Preferably, the electroplating current density adopted by the low-current nickel electroplating is 0.3A/dm2Adjusting the plating current density prevents the problem of lead embrittlement caused by excessive current density.
Preferably, the formulation of the solution for electroplating the strike nickel is: 180-240 g/L of nickel chloride, 80-120 g/L of hydrochloric acid and the balance of water; the formula of the solution for electroplating high phosphorus nickel is as follows: 300g/L of nickel sulfate, 40g/L of boric acid and the balance of water.
The formula of the solution for low-current nickel electroplating is as follows: 180g/L of nickel sulfate 160-180g/L, 30-40g/L of sodium chloride, 35-40g/L of boric acid, 30-35g/L of magnesium sulfate and the balance of water; the pH value of the solution is 3-4, and the electroplating temperature is 45-55 ℃; in order to meet the condition of low-current nickel electroplating, the formula is optimized for low-current nickel electroplating, the concentration of nickel sulfate in the conventional nickel electroplating formula is reduced to 160-180g/L, and the lead is prevented from becoming brittle due to high current and the uniformity of a plating layer is ensured.
The formula of the solution for chemically plating the phosphorus and the nickel comprises the following components: 45ml/L of nickel sulfamate solution, 100ml/L of sodium hydroxide solution and the balance of water.
Preferably, in the annealing treatment in the dehydrogenation treatment process, the annealing treatment is carried out at 470-500 ℃ for 30-40min, and then the annealing treatment is cooled to room temperature.
Preferably, the gold plating solution formulation is: 5-12g/L of gold potassium citrate, 150g/L of potassium citrate 140-; the pH of the gold plating solution is 3.5-5.8, and the plating temperature is 40-50 ℃.
Preferably, in the grinding and polishing treatment, the ceramic-metal shell is ground and polished by using an abrasive material with the particle size of 300-250 μm; the frequency of ultrasonic wave adopted by ultrasonic treatment is 16 KHz; the pickling solution adopted in the pickling treatment is a hydrochloric acid solution with the volume ratio of hydrochloric acid to water being 1: 1.
Preferably, the multilayer nickel structure of the ceramic-metal shell obtained by the multilayer nickel plating process of the ceramic-metal shell comprises a ceramic-metal shell, an impact nickel layer, a high-phosphorus nickel layer, a low-current electroplated nickel layer, a medium-phosphorus nickel layer and a gold plating layer which are sequentially connected from bottom to top; the multilayer nickel plating effectively prevents the pinhole from penetrating, and improves the salt spray resistance of the ceramic-metal shell; the ceramic-metal shell is electroplated with impact nickel in a reduction state, so that the binding force between the plating layer and the ceramic-metal shell is enhanced, and the stress between the ceramic-metal shell and the plating layer is reduced; the phosphorus element accounts for 10-12% of the high-phosphorus nickel layer by mass, the phosphorus element accounts for 7-9% of the medium-phosphorus nickel layer by mass, and the high-phosphorus nickel can be diffused among the plating layers, so that the bonding force among the plating layers is further enhanced, and the stress among the plating layers is reduced; the outermost layer is plated with the gold layer, so that the antirust performance is better, and the ceramic-metal shell is effectively protected.

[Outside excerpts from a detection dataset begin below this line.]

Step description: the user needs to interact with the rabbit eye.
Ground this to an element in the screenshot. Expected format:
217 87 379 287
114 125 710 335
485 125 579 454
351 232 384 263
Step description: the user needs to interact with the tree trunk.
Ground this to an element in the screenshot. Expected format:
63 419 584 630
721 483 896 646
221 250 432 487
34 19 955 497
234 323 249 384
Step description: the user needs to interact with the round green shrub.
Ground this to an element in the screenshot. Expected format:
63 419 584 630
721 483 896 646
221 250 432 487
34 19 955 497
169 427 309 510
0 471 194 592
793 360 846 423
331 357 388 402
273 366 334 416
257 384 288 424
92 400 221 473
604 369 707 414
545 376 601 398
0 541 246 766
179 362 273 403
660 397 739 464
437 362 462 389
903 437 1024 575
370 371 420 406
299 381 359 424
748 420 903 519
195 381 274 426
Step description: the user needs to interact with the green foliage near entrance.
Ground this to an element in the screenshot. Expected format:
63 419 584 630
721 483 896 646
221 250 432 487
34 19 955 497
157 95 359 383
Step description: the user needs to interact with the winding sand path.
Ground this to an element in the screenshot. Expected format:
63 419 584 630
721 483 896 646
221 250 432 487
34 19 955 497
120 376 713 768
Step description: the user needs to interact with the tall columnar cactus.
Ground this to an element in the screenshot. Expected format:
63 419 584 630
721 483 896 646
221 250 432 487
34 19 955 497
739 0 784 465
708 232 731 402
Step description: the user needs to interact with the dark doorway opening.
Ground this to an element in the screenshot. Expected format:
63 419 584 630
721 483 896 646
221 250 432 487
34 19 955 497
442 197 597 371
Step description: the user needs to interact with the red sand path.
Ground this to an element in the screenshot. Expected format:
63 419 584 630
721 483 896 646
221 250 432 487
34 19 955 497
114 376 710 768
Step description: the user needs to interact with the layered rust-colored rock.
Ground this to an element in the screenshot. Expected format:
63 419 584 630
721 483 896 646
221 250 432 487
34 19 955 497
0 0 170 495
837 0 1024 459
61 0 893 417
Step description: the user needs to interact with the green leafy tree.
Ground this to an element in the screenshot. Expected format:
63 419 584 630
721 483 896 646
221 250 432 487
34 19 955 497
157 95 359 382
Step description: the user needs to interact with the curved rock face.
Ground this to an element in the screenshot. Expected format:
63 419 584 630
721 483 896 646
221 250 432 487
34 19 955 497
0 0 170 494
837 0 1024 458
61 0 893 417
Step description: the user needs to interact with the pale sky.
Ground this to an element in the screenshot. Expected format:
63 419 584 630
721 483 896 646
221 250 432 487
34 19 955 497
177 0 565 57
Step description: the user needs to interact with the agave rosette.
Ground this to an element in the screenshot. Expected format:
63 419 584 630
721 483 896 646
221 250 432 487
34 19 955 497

Compared with the prior art, the multilayer nickel plating process of the ceramic-metal shell provided by the invention,
1. the ceramic-metal shell is annealed at 470-500 ℃ for dehydrogenation treatment, so that the hydrogen embrittlement phenomenon that the lead is easily embrittled is effectively prevented.
2. The U-shaped copper wire is arranged in the electroplating bath, so that the current at the bottom of the electroplating bath is transmitted upwards along the U-shaped copper wire, and the problems of uneven plating and fragile lead caused by high local current density in the electroplating bath are solved.
3. The ceramic-metal shell is degreased by adopting a process combining chemical degreasing agent degreasing and ultrasonic cleaning, so that the stress between a plating layer and a base material, which is generated by incomplete plating pretreatment, is effectively reduced.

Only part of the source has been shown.